As Bassett says, “Best in class companies will figure out how to manage all their data and do so as an asset. Not any one type of data, but all relevant data.”
President, City Square Partners LLC
There are two additional factors to consider when modernizing analytical infrastructure. First, beyond internal collaboration, there needs to be better external collaboration between retailers and manufacturers. Most retailers and manufacturers don’t have the depth of resources necessary to go down this path alone. Only through enhanced collaboration can both parties achieve the analytical insights that result in driving sales. Second, many retailers can’t afford huge IT projects and they struggle everyday with how to economically aggregate disparate data sources. The retailers also struggle with how to effectively use data analytics to find actionable insights. Analytical infrastructure solutions must be cost-effective for these retailers. Otherwise, the definition of “best in class” will only refer to retailers with deep pockets.

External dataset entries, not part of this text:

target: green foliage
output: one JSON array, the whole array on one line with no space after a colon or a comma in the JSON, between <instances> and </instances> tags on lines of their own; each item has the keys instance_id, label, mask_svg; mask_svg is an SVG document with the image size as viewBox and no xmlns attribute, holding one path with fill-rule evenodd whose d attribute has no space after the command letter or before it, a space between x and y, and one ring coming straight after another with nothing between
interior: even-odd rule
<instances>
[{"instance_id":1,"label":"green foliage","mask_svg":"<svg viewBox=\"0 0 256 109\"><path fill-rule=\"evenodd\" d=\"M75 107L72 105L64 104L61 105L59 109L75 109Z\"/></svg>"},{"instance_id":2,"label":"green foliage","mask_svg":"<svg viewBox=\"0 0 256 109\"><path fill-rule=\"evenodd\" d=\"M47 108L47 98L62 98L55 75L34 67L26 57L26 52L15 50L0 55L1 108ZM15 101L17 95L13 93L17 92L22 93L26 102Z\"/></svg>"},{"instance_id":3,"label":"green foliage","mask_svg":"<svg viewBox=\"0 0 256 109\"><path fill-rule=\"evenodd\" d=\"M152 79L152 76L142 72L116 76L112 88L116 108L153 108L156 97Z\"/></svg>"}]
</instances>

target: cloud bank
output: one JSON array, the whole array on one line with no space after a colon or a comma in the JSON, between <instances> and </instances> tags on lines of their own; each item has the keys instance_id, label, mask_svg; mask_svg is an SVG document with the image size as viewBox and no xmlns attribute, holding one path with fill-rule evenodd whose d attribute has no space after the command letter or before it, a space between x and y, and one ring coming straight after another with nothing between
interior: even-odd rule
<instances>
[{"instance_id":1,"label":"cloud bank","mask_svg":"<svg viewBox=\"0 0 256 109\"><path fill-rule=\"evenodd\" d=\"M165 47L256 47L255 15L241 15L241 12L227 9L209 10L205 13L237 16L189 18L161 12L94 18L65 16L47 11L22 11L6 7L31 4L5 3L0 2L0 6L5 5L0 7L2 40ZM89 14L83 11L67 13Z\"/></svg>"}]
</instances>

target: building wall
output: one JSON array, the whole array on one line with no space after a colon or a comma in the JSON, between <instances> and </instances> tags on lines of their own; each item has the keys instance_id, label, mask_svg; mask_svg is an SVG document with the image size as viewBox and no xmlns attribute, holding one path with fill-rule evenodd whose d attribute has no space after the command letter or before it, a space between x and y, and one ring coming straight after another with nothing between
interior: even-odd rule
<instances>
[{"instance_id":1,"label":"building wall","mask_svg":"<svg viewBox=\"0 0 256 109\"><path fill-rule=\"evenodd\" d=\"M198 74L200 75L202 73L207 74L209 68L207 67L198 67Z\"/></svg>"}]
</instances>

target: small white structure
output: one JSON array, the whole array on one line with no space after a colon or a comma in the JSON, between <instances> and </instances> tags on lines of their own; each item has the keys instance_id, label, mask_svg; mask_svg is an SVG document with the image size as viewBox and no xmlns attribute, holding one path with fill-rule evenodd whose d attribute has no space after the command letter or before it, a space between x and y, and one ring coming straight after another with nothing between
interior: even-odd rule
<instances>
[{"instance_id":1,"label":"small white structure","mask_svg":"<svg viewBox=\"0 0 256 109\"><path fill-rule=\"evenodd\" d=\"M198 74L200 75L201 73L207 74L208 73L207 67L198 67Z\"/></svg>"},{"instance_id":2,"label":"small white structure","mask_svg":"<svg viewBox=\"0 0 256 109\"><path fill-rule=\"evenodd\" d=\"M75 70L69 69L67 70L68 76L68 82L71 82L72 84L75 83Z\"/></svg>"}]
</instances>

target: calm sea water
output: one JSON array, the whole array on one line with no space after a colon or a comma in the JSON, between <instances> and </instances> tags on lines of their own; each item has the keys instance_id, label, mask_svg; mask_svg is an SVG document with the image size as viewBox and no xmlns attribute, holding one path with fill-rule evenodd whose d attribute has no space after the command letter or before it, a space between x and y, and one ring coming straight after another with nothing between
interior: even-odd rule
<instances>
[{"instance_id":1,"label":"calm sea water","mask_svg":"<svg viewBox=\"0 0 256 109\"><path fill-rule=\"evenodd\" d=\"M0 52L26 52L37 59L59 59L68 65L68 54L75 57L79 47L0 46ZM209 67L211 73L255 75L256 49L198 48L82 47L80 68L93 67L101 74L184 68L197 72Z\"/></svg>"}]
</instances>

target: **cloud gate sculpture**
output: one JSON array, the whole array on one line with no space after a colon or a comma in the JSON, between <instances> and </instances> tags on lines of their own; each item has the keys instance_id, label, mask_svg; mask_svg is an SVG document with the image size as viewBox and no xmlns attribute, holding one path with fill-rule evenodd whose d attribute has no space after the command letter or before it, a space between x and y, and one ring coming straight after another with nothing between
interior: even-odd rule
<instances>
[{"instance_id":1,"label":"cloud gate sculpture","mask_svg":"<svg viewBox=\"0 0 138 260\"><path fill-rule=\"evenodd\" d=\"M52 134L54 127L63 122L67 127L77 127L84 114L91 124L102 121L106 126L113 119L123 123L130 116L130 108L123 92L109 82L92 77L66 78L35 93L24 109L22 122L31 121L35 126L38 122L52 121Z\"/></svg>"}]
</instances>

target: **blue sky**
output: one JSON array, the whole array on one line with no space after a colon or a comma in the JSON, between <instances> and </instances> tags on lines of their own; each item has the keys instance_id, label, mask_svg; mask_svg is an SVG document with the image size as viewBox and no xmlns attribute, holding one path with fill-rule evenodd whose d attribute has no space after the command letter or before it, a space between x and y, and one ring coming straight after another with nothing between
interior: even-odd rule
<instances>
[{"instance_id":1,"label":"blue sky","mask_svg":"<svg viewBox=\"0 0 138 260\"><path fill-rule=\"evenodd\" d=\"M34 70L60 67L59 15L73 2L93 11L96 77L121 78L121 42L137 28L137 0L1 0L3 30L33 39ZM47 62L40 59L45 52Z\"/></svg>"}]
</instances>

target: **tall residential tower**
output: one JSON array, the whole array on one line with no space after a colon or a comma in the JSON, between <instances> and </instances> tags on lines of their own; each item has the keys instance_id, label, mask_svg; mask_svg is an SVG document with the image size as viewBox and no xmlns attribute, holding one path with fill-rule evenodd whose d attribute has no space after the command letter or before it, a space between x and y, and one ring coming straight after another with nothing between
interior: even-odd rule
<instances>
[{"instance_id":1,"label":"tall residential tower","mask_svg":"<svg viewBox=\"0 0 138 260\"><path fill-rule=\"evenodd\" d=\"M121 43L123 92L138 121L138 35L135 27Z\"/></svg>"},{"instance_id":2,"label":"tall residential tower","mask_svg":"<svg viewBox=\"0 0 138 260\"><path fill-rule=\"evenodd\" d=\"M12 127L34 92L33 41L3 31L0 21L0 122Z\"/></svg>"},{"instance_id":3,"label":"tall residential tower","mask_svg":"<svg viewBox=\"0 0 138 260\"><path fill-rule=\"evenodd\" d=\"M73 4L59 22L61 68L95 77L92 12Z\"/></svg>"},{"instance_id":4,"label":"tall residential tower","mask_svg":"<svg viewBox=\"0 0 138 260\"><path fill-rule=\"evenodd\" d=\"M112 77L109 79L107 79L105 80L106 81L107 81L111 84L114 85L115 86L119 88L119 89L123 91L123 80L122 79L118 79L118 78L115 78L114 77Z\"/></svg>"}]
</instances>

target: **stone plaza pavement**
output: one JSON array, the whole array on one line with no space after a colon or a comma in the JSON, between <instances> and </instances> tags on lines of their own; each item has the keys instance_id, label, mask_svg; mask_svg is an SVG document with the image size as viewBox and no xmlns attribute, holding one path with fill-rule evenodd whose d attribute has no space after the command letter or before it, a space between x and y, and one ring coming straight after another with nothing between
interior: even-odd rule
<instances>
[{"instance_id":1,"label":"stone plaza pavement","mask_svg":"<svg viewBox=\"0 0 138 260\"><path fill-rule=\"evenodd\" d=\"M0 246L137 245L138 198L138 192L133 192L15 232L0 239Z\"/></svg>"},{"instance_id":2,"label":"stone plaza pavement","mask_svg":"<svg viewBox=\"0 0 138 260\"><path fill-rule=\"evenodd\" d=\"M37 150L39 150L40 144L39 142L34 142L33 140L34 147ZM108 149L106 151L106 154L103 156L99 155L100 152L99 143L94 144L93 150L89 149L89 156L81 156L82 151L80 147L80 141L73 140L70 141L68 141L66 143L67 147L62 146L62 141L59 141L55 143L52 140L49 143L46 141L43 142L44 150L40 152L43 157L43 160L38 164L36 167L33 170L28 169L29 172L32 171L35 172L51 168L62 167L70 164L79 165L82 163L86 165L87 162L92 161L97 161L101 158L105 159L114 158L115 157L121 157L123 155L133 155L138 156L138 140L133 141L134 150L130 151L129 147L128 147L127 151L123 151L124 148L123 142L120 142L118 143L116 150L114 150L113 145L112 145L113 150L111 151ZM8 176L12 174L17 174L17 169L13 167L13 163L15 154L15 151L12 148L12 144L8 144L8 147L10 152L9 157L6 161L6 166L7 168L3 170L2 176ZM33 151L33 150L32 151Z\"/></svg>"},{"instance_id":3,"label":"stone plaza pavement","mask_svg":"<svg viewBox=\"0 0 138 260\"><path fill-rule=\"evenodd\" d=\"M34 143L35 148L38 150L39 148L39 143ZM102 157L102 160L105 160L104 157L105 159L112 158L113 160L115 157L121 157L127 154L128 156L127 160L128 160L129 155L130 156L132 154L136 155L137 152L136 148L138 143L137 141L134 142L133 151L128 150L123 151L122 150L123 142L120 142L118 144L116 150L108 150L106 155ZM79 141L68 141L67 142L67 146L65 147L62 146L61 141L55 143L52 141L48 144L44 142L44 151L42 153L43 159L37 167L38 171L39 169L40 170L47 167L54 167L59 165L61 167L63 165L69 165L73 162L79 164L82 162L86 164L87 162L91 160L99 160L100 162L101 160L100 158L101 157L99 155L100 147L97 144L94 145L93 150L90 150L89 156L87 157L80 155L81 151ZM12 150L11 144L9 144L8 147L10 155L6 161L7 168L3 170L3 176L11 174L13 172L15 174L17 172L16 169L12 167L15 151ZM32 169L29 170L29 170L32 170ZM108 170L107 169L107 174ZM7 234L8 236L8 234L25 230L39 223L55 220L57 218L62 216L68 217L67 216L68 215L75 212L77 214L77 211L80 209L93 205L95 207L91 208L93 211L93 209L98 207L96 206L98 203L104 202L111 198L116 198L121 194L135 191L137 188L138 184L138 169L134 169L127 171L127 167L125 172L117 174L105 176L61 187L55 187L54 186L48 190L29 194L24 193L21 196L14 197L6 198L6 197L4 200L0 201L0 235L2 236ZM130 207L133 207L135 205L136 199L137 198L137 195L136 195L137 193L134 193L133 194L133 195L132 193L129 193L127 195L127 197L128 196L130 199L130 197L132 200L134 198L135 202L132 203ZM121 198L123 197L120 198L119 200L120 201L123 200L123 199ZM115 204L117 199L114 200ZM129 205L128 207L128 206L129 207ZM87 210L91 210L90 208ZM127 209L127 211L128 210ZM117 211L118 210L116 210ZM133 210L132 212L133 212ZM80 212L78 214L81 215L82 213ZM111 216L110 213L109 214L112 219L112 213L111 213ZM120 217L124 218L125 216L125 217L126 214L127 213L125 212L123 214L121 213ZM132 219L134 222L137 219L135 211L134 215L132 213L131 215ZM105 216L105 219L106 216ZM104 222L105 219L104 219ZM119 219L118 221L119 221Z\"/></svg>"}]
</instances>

Director of Industry Strategy - CPG & Retail, Stibo Systems
Global Industry Architect, Microsoft Retail
I keep hearing “data is the new oil” — something I fundamentally disagree with. Data is not like oil because oil is a finite resource, whereas data is continually increasing in volume. Extracting value is key to this — but you need the right tools, people and processes in place to do this. Data is the new soil may well be more appropriate!
Sifting through the soil is the challenge. There is a shortage of data scientists as we all know. There is also the challenge of taking a predictive model and using it operationally to make it useful in real-time.
Full disclosure: Software AG is in the business of helping customers with both self-service analytics to help business users build models, but we have also invested heavily in allowing predictive models to be useful with real-time streaming data from IoT devices and operational systems to allow a real-time response to a specific problem or opportunity.
Founder | CEO, Female Brain Ai & Prefeye - Preference Science Technologies Inc.
This is a hard question, as retailers and brands long ago turned their data over to data analysts, as retailers did not want to deal with it. Today analysts with no experience in retail, product or the human decision to purchase, are tasked with evaluating and translating data into brilliant and actionable insights. Behaviorally, this is pretty much a mess. Structurally various data silos are strung out among disjointed walled data infrastructures. Wow.
The race to embrace data has lead retailers and brands to abandon common sense. Retailers and brands need a subject matter expert in the room, not linear-based, finite mathematical formulas trying to solve for human insights.
Retail is a digital business. Period. Someone needs to help the C-suite cross the knowledge gap between the physical and digital world. Only then will executives be able to leverage their business acumen, lacking in data analysts, into powerful insights able to crack the codes of knowledge buried in their data silos.
Contributing Editor, RetailWire; Founder and CEO, Vision First
Effectively using data to make better decisions (over time and in real-time) is a perennial industry problem. To modernize, retailers need access to good quality internal and external data, effective tools to analyze, plan, predict and act, and event brokers to easily and securely move data points to where the need to be.
The culture of distributed decision-making starts at the top, requires collaboration across the organization and a modern IT infrastructure to execute.